Il se mit debout en titubant et selon la règle d’une technique éprouvée et détaillée dans tous les manuels de nautisme, il pesa de tout son poids sur la dérive, l’utilisant comme levier pour faire osciller le dériveur et tenter de le redresser. Mais, malgré les coups de boutoir de la mer, le dériveur les encaissait par le flanc, comme s’il avait été une énorme bouée, sans osciller, sans se soulever alors qu’Éric s’épuisait de tout son corps, soudé à la dérive considérée comme la dernière et seule planche de salut. Rien n’arrivait. Ou bien le mât avait croché dans le sable d’un haut-fond ou alors les caissons étanches s’étaient remplis d’eau, ce qui devait donner au bateau un poids supplémentaire de quelques centaines de kilos impossibles à déplacer.

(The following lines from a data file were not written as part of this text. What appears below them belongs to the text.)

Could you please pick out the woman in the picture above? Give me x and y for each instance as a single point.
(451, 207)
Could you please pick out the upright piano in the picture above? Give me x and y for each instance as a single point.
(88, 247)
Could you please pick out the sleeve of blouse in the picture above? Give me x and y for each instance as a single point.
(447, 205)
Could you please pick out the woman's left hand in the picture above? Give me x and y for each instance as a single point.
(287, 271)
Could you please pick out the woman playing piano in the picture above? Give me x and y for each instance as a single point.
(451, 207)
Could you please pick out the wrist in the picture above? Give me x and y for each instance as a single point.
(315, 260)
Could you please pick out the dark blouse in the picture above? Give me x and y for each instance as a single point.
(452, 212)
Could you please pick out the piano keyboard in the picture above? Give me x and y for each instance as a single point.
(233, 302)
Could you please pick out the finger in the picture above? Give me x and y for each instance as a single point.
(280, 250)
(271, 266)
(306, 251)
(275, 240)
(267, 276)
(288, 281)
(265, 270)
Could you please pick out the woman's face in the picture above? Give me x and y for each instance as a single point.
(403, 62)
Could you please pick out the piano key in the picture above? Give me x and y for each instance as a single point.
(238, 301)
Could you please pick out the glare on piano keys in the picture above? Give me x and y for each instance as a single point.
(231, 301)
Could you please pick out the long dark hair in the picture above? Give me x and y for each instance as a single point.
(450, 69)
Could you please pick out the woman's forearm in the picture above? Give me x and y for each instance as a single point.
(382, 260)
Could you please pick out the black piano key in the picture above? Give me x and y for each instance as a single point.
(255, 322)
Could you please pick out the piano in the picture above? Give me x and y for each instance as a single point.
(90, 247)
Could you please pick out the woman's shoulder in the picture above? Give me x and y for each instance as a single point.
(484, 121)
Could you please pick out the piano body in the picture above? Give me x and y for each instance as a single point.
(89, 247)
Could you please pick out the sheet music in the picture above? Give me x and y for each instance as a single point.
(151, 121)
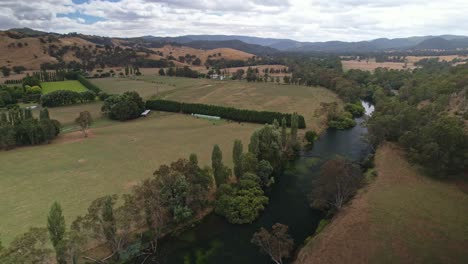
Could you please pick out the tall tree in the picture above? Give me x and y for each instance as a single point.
(278, 244)
(284, 135)
(84, 120)
(338, 181)
(56, 224)
(237, 158)
(44, 114)
(294, 126)
(219, 170)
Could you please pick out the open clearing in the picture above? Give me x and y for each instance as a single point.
(117, 155)
(256, 96)
(75, 86)
(371, 65)
(76, 171)
(401, 217)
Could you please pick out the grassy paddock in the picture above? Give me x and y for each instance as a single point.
(401, 217)
(240, 94)
(75, 171)
(76, 86)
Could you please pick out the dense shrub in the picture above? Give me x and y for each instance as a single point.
(241, 115)
(18, 128)
(60, 97)
(88, 84)
(343, 120)
(357, 110)
(124, 107)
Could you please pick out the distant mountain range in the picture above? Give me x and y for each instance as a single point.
(262, 46)
(444, 42)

C’est alors qu’une vague plus forte que toutes les autres déferla en torrent pour submerger la coque attaquée par le travers. Éric fut balayé, emporté, roulé dans les flots comme s’il n’avait pesé que quelques grammes.

Il n’eut aucune difficulté à se laisser descendre sous le dériveur une dernière fois, il lui sembla qu’il coulait tout naturellement à pic. Ce qui serait sans doute arrivé s’il n’avait pas été arrimé à son bateau par le cordage qui lui enserrait la cheville. Mais il ne reçut que la preuve de ce qu’il redoutait. Le regard fixe de Juliette, l’inertie de tout son corps aussi flasque qu’une algue ballottée au gré des turbulences, tout disait qu’elle avait cessé de vivre. Noyée parce qu’il avait voulu la sauver en lui donnant le seul gilet de sauvetage. Celui qu’on devait obligatoirement porter, même par petit temps.

Éric ressentit une véritable décharge de révolte et d’horreur lui traverser tout le corps qui se détendit en un sursaut désespéré. Ce qui le fit remonter à la surface des flots plus déchaînés que jamais. À tel point que, par hasard, il se fit prendre dans un ressac d’une sourde violence, et comme aspiré vers le haut il se retrouva projeté en travers de sa coque où il s’ouvrit l’arcade sourcilière en heurtant brutalement la dérive. Par un fulgurant réflexe de survie, il eut le temps de nouer ses bras autour de cette dérive. Puis, au bout de l’épuisement et de l’effroi, il sombra dans l’inconscience.

Il ouvrit les yeux, le lendemain seulement, dans une chambre d’hôpital où il avait été transporté inanimé, encore vivant pourtant, souffrant de contusions sans gravité, mais paralysé par une commotion cérébrale.

Il ne sut jamais que lui seul avait été repêché par l’équipage d’un chalutier qui déboulait dans les vagues pour regagner au plus vite un port où trouver refuge.

En effet, il avait perdu la raison. Il ne la recouvra jamais.